Tekrar yollara. Ama ne yollar. Hava
kararmak üzereyken bu güne bir şehir daha sığdırma çabasındayız. Çukurlu daracık
sokaklarda bir köşe başına park edip aracımızı, başlıyoruz bu dar vakitte
Resne’ye. Yürüyüş için çıkmış bir çift, plakamızı görüp bizimle hemen başlıyor
sohbete. Ardından önce kasabanın merkezi
meydanına ve sonunda merak ettiğimiz Resneli Niyazi Bey Sarayı’na kadar eşlik
ediyorlar bize. Şengül Hanım ve eşi. Eskiden çikolata fabrikasında çalışırmış
Şengül abla, şimdi ise gençlere bile iş yok diyor. Kızlarını İstanbul’a
nişanlamışlar, zaten burada yeni neslin yaşam şansının olmaması ve maddi
sıkıntılardan dertliler. Kasabanın terk edilmiş görüntüsü de içler acısı.

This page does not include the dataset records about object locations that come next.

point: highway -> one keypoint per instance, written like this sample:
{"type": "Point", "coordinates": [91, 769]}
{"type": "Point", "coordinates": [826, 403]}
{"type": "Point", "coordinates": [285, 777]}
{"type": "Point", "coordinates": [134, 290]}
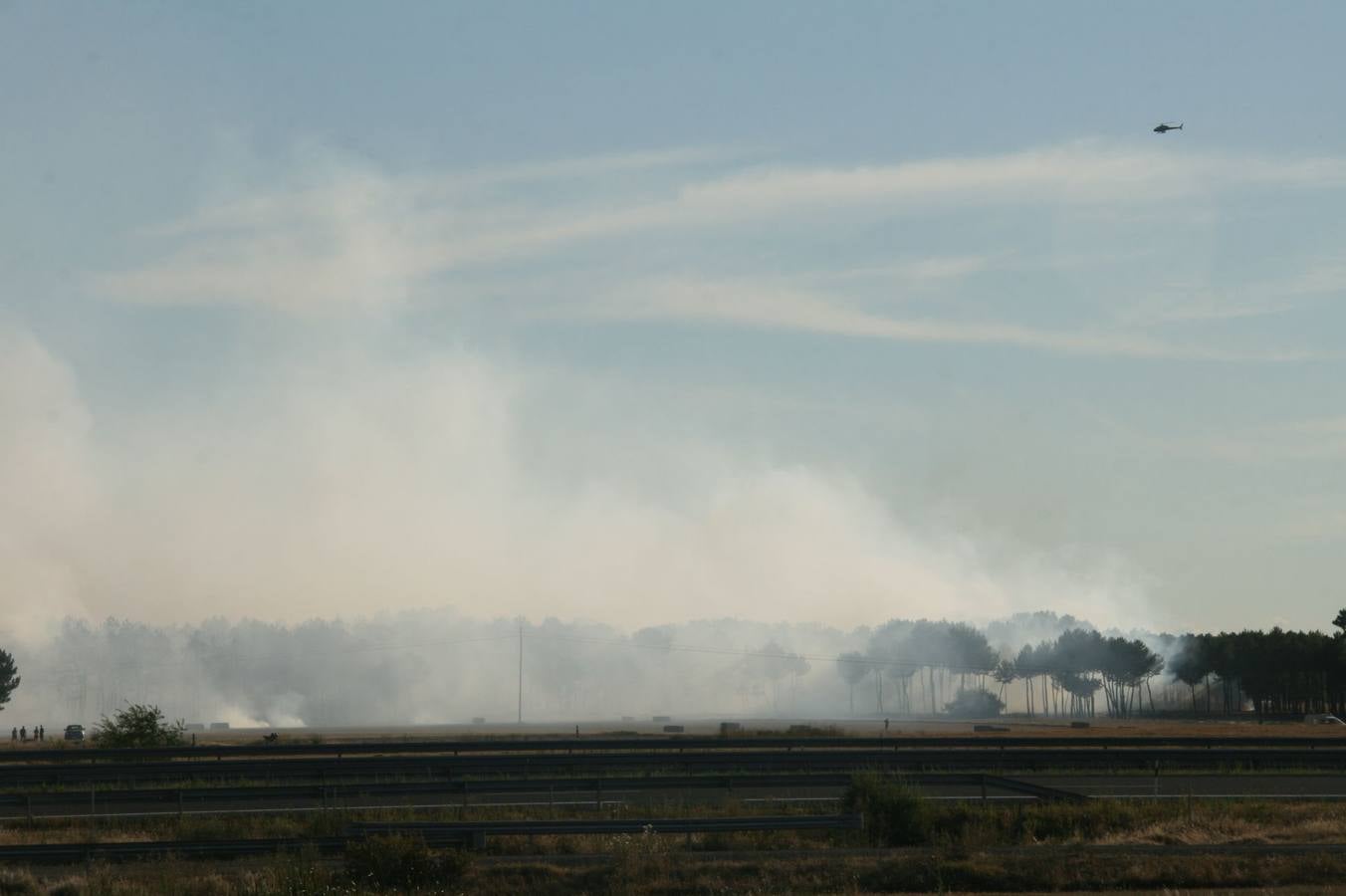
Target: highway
{"type": "Point", "coordinates": [649, 791]}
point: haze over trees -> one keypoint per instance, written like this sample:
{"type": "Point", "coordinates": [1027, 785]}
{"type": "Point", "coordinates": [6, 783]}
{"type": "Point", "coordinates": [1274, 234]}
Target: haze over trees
{"type": "Point", "coordinates": [436, 666]}
{"type": "Point", "coordinates": [10, 678]}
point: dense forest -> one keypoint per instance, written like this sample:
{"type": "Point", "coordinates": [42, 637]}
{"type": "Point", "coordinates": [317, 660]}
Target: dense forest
{"type": "Point", "coordinates": [1082, 670]}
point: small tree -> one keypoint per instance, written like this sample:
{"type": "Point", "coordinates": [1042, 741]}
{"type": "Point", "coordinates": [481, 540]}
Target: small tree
{"type": "Point", "coordinates": [137, 726]}
{"type": "Point", "coordinates": [975, 704]}
{"type": "Point", "coordinates": [8, 677]}
{"type": "Point", "coordinates": [853, 670]}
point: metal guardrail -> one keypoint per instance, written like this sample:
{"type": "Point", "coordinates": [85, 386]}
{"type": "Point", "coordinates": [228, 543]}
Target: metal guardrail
{"type": "Point", "coordinates": [434, 833]}
{"type": "Point", "coordinates": [266, 798]}
{"type": "Point", "coordinates": [656, 743]}
{"type": "Point", "coordinates": [726, 762]}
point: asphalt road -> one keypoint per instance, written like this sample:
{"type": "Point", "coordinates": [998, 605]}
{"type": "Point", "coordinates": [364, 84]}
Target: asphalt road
{"type": "Point", "coordinates": [512, 793]}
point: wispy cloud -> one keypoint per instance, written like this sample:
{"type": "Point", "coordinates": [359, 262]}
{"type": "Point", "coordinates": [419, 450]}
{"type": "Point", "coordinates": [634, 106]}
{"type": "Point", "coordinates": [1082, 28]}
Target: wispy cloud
{"type": "Point", "coordinates": [351, 237]}
{"type": "Point", "coordinates": [762, 306]}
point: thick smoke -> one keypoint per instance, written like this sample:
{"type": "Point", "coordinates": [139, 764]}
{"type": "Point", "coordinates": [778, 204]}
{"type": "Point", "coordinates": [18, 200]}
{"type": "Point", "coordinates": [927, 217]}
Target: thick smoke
{"type": "Point", "coordinates": [339, 483]}
{"type": "Point", "coordinates": [442, 667]}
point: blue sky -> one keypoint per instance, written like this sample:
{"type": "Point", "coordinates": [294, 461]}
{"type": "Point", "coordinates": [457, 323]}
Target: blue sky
{"type": "Point", "coordinates": [642, 313]}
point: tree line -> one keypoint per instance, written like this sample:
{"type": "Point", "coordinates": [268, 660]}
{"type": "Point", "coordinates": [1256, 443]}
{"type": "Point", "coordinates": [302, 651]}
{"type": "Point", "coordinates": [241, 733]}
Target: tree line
{"type": "Point", "coordinates": [913, 667]}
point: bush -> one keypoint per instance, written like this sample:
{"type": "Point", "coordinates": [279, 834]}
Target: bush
{"type": "Point", "coordinates": [397, 861]}
{"type": "Point", "coordinates": [894, 812]}
{"type": "Point", "coordinates": [975, 704]}
{"type": "Point", "coordinates": [137, 726]}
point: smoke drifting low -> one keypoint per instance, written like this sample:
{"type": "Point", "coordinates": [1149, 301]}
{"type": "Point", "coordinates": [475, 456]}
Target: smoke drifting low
{"type": "Point", "coordinates": [338, 482]}
{"type": "Point", "coordinates": [438, 666]}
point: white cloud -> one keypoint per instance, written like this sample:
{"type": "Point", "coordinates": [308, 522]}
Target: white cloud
{"type": "Point", "coordinates": [352, 236]}
{"type": "Point", "coordinates": [765, 306]}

Muhabbetin ortasında birden işte geldik diyor. Açıkçası olmasalardı bulana
kadar kıvranırdık şu meşhur sarayı. Alacakaranlıkta görebildiğimiz kadarıyla
yetiniyoruz Niyazi Bey’in hayalindeki küçük Paris’ten bu alanı. Sarı duvarları
ve geniş avlusu ile hala güzel iki katlı bir yapı. ‘Sarayımızda’ diyor Şengül
abla, şimdi seramikler, resimler sergileniyor. Hala çok seviyorlar, güçlükle
ayakta duran şehirlerini. Ve bizi sanki eski dostlarıymışız gibi aracımıza
kadar geçirip uğurluyorlar. Sonsuz teşekkürler artık Resne denilince ilk
aklımıza gelen iki güzel insana.
Bilmediğimiz bir yolda karanlığa
kalmak, değildir aslında âdetimiz. Ancak zaman her zaman planlanamaz. Gecede yağmurla
birlikte alırken yol, bir ışık beliriyor karşıdan. Polis durdurup anlatıyor
yolu kapadıklarını kaza nedeniyle. Soldaki servis yolunu işaret ediyor takip
etmemiz için. Birkaç aracın ışığı ile sanırım bir ormanın içindeki yolda
ilerliyoruz. Navigasyonda olmayan bir yolda çıkış peşindeyiz. Sağımızda anladığımız
kadarıyla bir dere de bizle birlikte akıp gidiyor bir bilinmeze. Bir an için
öndeki aracı takip etmek iyi bir fikir gibi gelmiyor bu ıssız yerde. Acaba
deyip bir boşluk bulup bata çıka geri dönme peşindeyiz. Ta ki sonu gelmeyen yolda karşıdan gelen iki
aracı görene dek. Bir müddet kenarda
bekleyip işi çözmeye çalışırken, ya da saç baş tartışırken mi demeliydim
bilmiyorum, tekrar yön değiştirip geldiğimiz yola ikinci kez çıkıyoruz. Belki
de bir saati aşan sürenin sonunda asfalta çıkışı. Doğrusu hiç bitmeyecek
sanmıştık.
Şükür ki kavuştuk sana, cennetten
bir damla dedikleri Ohri. Bu zorlu günün ardından şehre girer girmez karşımıza
çıkan ilk otelde yer bulabilmemiz de, tamam hadi sınavı geçtiniz gibi bir haber
bize. Yanında mini bir alışveriş merkezi ve çocuk oyun salonları olan farklı
bir otel. Gece yarısı olmak üzereyken rahat bir soluk alıyor ve anlamıyoruz
bile nasıl daldığımızı karlığın içine.
KAM Villige Town Hotel otoparkı,
temiz ve modern odasıyla beklentilerimizi karşılasa da, traditional dedikleri
kahvaltı, hayallerimizden çok uzakta. Sadece omlet ve yanında sıcak bir içecek.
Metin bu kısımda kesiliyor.